Muitas ações para melhorar as práticas de produção também podem proporcionar benefícios sociais, como aumentar a renda dos produtores e reduzir a insegurança alimentar. Ampliar o armazenamento de carbono por meio da restauração de pastagens, por exemplo, pode reduzir as emissões e o uso da terra, e aumentar a lucratividade. Práticas de produção positivas para a natureza não só beneficiam a biodiversidade e o clima, mas também melhoram outros serviços ecossistêmicos que apoiam os meios de subsistência e o bem-estar das pessoas.
O relatório do WWF recomenda ainda a utilização de programas de rastreamento que garantam que uma produção livre de desmatamento e alinhem as práticas de produção aos padrões de sustentabilidade das principais regiões de importação, como a União Europeia. Isso precisa ser acompanhado pela aplicação de políticas, programas de monitoramento e implementação de práticas agrícolas favoráveis à biodiversidade. Por meio do programa ABC+, o Brasil já investiu na promoção da adoção de práticas agrícolas de baixo carbono, como sistemas integrados de lavoura-pecuária-agrofloresta, restauração de pastagens e plantio de florestas comerciais.

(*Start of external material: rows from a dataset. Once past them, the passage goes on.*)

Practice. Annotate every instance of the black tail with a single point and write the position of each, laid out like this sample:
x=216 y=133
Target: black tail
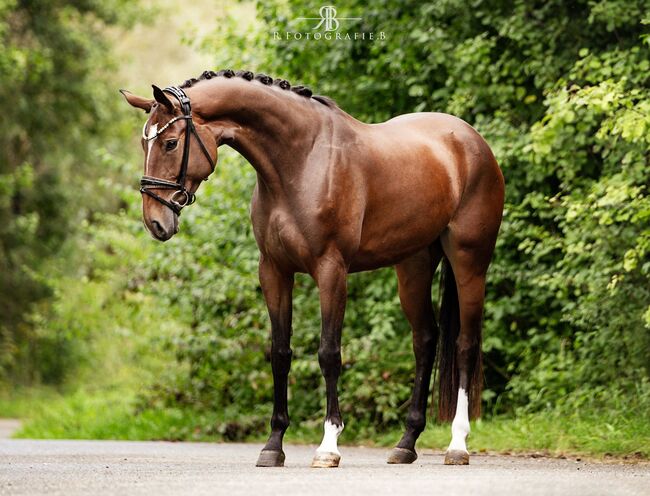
x=447 y=356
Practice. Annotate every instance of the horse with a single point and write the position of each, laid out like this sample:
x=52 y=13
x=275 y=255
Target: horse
x=336 y=196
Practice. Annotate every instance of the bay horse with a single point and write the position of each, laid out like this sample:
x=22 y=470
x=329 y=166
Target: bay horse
x=334 y=196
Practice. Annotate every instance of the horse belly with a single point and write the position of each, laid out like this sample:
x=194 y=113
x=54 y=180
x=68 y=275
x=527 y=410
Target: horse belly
x=399 y=230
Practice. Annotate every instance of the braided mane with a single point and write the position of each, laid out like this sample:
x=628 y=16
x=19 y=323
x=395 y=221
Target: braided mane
x=264 y=79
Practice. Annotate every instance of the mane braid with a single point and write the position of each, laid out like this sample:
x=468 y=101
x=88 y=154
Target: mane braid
x=264 y=79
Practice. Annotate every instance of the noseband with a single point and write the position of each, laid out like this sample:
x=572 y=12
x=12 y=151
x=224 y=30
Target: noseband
x=149 y=183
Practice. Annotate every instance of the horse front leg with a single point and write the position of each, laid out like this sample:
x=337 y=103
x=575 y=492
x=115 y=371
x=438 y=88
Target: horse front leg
x=332 y=283
x=277 y=286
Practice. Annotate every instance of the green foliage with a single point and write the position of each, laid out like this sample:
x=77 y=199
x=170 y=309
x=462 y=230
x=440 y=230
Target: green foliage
x=58 y=121
x=559 y=89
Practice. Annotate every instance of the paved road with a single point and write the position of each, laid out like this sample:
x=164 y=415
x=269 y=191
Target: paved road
x=156 y=468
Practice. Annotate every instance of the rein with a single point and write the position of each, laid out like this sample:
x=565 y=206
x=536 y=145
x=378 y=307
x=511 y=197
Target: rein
x=149 y=183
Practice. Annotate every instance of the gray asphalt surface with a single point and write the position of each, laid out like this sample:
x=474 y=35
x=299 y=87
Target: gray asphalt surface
x=156 y=468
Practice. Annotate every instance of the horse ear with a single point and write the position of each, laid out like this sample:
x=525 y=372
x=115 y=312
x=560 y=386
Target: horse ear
x=137 y=101
x=161 y=98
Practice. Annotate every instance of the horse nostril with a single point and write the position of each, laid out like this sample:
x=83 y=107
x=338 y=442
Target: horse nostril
x=158 y=230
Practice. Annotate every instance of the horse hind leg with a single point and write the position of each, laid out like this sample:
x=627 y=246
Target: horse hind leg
x=461 y=378
x=414 y=281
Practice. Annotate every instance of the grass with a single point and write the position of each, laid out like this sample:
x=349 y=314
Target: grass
x=111 y=414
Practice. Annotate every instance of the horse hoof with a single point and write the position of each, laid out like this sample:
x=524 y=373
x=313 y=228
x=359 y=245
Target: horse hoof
x=402 y=455
x=457 y=457
x=326 y=460
x=270 y=458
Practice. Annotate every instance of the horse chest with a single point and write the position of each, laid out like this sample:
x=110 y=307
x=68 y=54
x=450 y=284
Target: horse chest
x=285 y=241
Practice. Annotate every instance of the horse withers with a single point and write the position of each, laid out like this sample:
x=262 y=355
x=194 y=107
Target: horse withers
x=334 y=196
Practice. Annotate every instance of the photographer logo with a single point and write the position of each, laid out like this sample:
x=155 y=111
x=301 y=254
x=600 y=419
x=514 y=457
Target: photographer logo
x=327 y=28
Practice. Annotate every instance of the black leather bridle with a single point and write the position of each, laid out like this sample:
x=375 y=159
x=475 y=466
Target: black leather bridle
x=149 y=183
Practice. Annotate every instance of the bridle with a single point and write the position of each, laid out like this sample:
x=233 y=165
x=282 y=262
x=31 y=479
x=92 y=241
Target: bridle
x=149 y=183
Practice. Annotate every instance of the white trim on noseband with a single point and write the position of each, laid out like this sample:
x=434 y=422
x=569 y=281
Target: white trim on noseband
x=460 y=425
x=330 y=437
x=151 y=137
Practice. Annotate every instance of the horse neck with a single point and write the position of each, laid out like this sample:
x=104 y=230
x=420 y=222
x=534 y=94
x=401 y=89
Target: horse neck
x=274 y=129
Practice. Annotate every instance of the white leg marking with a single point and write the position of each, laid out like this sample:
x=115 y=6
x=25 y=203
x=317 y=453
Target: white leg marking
x=152 y=132
x=330 y=437
x=460 y=425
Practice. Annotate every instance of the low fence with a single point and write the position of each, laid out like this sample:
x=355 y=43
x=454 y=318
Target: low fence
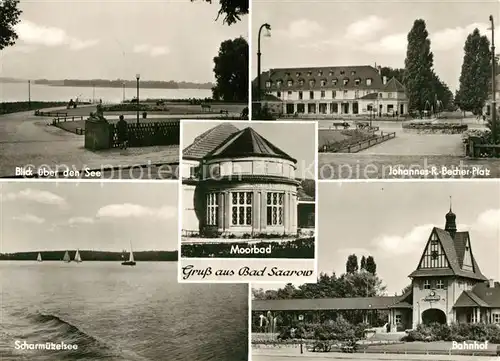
x=148 y=134
x=364 y=144
x=39 y=113
x=100 y=135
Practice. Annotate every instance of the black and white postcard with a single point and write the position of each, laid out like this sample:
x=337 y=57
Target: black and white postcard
x=410 y=273
x=96 y=90
x=400 y=89
x=248 y=200
x=88 y=271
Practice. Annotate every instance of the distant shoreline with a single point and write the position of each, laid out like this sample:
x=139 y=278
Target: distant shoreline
x=100 y=83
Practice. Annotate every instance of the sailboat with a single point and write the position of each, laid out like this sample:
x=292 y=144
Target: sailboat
x=66 y=258
x=77 y=259
x=130 y=261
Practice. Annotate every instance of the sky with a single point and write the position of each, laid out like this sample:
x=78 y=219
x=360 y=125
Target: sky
x=392 y=221
x=103 y=216
x=87 y=39
x=339 y=33
x=297 y=139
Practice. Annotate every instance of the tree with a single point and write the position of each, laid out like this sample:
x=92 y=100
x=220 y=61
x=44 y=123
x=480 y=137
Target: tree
x=406 y=289
x=231 y=71
x=232 y=10
x=371 y=266
x=418 y=68
x=363 y=263
x=475 y=78
x=352 y=264
x=9 y=18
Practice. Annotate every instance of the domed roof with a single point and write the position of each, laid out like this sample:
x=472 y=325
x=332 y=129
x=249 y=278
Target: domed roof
x=248 y=143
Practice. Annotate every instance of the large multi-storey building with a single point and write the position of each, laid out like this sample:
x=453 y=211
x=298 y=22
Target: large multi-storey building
x=336 y=90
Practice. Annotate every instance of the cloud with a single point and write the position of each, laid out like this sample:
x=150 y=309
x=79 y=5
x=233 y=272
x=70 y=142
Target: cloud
x=37 y=196
x=29 y=218
x=128 y=210
x=151 y=50
x=80 y=220
x=365 y=28
x=34 y=34
x=300 y=29
x=403 y=244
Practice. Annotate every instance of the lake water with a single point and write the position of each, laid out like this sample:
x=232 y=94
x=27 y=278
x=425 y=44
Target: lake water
x=12 y=92
x=121 y=313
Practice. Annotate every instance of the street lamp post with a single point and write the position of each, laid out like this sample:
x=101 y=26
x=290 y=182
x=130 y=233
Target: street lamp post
x=493 y=84
x=29 y=94
x=137 y=77
x=259 y=85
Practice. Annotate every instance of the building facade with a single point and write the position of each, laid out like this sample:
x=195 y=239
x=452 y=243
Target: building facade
x=349 y=90
x=447 y=287
x=237 y=183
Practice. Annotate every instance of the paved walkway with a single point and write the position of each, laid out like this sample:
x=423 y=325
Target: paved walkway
x=26 y=140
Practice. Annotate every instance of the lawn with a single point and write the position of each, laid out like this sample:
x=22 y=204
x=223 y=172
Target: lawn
x=336 y=140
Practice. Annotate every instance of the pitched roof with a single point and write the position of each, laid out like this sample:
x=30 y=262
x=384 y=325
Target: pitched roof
x=469 y=299
x=208 y=141
x=454 y=260
x=248 y=143
x=490 y=295
x=317 y=304
x=327 y=73
x=394 y=86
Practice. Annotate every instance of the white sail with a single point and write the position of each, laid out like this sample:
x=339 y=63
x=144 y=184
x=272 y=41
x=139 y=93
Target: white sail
x=131 y=255
x=77 y=256
x=66 y=257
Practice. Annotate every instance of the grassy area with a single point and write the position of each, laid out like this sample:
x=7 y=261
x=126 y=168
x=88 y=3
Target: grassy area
x=14 y=107
x=335 y=140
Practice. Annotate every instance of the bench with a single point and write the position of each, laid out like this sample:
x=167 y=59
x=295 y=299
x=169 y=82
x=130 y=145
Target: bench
x=344 y=125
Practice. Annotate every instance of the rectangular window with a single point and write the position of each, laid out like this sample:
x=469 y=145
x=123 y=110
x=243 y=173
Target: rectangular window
x=241 y=208
x=275 y=208
x=398 y=319
x=212 y=207
x=496 y=318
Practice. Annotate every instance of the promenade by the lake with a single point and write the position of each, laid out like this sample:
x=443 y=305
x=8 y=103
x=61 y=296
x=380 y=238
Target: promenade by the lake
x=29 y=140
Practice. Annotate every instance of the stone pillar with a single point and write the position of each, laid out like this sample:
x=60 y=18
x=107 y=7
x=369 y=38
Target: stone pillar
x=227 y=210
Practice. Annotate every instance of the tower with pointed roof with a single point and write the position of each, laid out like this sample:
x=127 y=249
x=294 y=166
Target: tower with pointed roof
x=446 y=269
x=242 y=185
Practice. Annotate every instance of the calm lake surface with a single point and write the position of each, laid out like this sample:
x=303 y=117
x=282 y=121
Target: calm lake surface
x=13 y=92
x=113 y=312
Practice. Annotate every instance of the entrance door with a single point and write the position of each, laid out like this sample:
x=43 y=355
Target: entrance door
x=433 y=315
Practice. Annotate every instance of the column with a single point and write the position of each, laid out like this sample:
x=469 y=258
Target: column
x=263 y=211
x=256 y=211
x=220 y=210
x=227 y=210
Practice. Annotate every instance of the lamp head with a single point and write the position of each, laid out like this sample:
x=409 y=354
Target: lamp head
x=267 y=27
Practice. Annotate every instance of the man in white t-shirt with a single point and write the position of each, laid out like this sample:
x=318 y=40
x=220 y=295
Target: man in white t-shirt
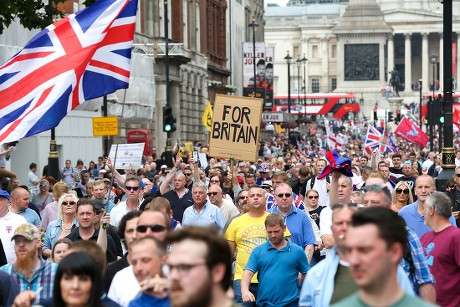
x=320 y=185
x=9 y=221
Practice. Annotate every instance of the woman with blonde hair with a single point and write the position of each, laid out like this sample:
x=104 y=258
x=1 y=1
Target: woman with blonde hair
x=61 y=227
x=402 y=196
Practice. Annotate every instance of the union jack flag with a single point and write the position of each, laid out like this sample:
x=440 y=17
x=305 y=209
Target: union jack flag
x=376 y=140
x=83 y=56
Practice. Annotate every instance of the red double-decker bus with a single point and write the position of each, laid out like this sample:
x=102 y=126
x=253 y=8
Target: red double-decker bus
x=425 y=99
x=338 y=105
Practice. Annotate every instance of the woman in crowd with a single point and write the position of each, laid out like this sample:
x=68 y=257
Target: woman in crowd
x=44 y=196
x=61 y=227
x=402 y=196
x=78 y=282
x=60 y=249
x=50 y=212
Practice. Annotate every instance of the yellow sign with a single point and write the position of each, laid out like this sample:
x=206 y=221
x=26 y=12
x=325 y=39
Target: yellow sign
x=236 y=127
x=105 y=126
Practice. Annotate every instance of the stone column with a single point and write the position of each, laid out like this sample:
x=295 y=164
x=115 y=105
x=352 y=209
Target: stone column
x=408 y=63
x=441 y=61
x=324 y=84
x=425 y=63
x=391 y=53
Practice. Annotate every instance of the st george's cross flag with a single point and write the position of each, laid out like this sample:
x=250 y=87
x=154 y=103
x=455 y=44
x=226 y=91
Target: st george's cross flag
x=411 y=132
x=83 y=56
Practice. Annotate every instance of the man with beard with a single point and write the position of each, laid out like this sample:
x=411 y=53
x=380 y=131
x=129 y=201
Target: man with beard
x=146 y=255
x=200 y=268
x=277 y=259
x=29 y=270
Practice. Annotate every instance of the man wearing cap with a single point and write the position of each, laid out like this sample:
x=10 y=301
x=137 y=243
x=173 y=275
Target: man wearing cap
x=9 y=221
x=20 y=205
x=29 y=270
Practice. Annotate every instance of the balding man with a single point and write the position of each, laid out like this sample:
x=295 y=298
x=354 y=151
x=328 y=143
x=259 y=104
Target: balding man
x=20 y=205
x=227 y=208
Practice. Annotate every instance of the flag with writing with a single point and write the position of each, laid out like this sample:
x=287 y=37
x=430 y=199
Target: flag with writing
x=207 y=116
x=83 y=56
x=411 y=132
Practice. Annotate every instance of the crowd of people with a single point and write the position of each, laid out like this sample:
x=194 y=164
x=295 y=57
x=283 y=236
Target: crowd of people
x=369 y=231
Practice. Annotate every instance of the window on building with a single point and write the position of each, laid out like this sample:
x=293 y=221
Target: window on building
x=334 y=51
x=315 y=85
x=314 y=51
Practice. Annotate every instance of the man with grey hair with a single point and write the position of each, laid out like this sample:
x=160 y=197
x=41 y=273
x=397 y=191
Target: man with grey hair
x=202 y=212
x=442 y=248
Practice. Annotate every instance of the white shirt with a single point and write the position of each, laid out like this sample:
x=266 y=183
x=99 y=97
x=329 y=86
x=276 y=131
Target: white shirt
x=8 y=225
x=124 y=287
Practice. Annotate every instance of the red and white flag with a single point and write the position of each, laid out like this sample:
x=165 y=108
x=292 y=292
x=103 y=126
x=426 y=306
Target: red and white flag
x=411 y=132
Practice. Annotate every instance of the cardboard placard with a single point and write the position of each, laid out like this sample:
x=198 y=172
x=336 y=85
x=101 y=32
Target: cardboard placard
x=236 y=128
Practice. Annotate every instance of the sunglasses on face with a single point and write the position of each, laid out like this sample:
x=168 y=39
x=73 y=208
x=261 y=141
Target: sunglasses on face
x=68 y=203
x=341 y=206
x=405 y=191
x=153 y=228
x=281 y=195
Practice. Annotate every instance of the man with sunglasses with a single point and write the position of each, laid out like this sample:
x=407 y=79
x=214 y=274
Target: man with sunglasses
x=296 y=220
x=132 y=202
x=124 y=286
x=414 y=263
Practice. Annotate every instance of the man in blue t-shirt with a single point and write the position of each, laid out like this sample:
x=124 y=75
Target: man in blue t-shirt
x=277 y=259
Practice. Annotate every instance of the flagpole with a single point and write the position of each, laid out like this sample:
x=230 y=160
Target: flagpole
x=53 y=158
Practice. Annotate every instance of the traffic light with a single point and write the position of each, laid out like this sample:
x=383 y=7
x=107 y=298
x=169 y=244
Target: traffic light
x=398 y=116
x=169 y=122
x=390 y=116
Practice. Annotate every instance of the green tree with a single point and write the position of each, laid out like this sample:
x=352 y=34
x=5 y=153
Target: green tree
x=32 y=14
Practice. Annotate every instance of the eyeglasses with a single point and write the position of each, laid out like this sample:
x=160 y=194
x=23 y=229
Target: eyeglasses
x=341 y=206
x=68 y=203
x=405 y=191
x=153 y=228
x=281 y=195
x=183 y=268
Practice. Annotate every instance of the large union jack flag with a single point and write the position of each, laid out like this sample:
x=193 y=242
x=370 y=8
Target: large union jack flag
x=376 y=140
x=83 y=56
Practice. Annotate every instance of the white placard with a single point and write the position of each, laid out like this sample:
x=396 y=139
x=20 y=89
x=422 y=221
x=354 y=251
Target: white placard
x=128 y=155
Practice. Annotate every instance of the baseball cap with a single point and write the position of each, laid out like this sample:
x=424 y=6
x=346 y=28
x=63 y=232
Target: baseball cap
x=4 y=194
x=28 y=231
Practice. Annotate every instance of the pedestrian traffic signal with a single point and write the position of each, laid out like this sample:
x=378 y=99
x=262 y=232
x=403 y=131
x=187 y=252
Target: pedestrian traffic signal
x=390 y=116
x=169 y=122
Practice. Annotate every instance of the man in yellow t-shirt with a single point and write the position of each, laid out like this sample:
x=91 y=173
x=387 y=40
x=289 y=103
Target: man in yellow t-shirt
x=244 y=234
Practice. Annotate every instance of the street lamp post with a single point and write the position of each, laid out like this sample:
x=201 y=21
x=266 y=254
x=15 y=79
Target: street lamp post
x=420 y=102
x=298 y=61
x=304 y=61
x=288 y=59
x=254 y=25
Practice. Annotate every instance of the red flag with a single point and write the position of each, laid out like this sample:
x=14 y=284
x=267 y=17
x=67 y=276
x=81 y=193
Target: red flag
x=411 y=132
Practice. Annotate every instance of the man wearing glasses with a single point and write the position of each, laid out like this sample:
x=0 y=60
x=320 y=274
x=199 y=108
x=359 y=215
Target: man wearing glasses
x=296 y=220
x=124 y=286
x=133 y=190
x=202 y=212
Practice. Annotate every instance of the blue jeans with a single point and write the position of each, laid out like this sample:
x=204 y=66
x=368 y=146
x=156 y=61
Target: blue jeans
x=239 y=297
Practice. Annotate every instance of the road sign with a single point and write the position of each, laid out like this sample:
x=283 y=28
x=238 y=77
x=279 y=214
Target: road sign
x=105 y=126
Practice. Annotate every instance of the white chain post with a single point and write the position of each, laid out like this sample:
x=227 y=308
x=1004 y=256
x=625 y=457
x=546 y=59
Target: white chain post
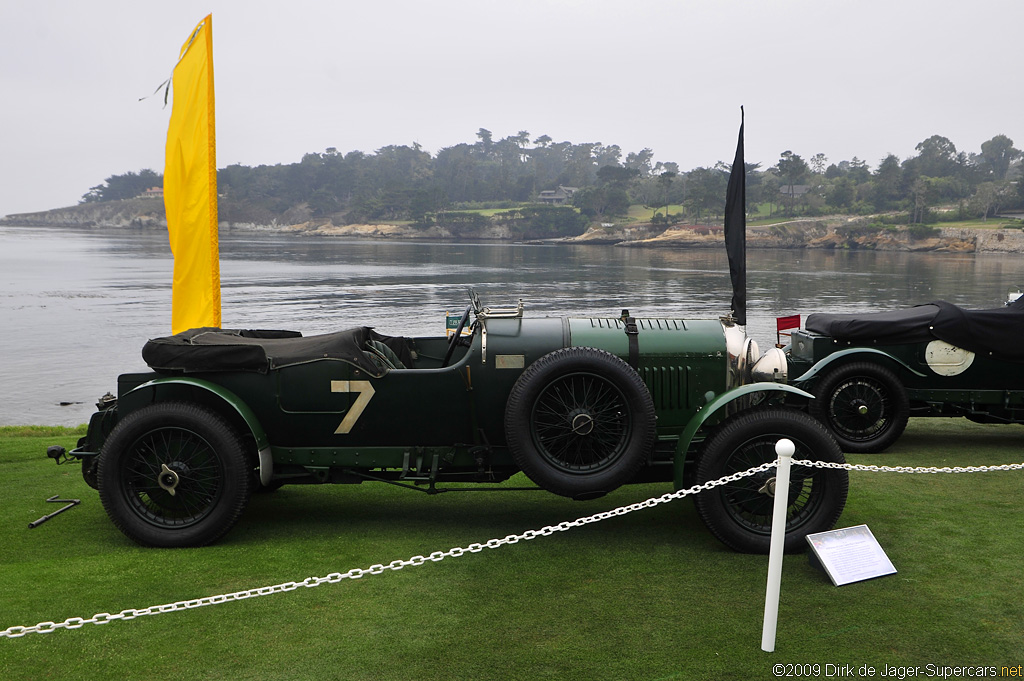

Sistemas alimentares na encruzilhada do clima e da biodiversidade
Os sistemas alimentares são atualmente uma das maiores causas de perda de biodiversidade em todo o mundo: 70% de toda a perda de biodiversidade em terra e 50% do consumo de água doce estão intimamente ligados à forma como produzimos alimentos e ao que comemos, segundo a última edição do relatório Planeta Vivo, do WWF, o qual mostra que os números da população da vida selvagem caíram em média 69% de 1970 a 2018. Paralelamente, os sistemas alimentares geram cerca de 30% de todas as emissões de gases de efeito estufa, contribuindo significativamente para as mudanças climáticas e a poluição.
O relatório do Grupo de Trabalho III do Painel Intergovernamental sobre Mudanças Climáticas (IPCC) de 2022 e a Avaliação Global da Plataforma Intergovernamental de Política Científica sobre Biodiversidade e Serviços Ecossistêmicos (IPBES) de 2019 vincularam diretamente o progresso nas metas globais para clima e biodiversidade à transformação do sistema alimentar.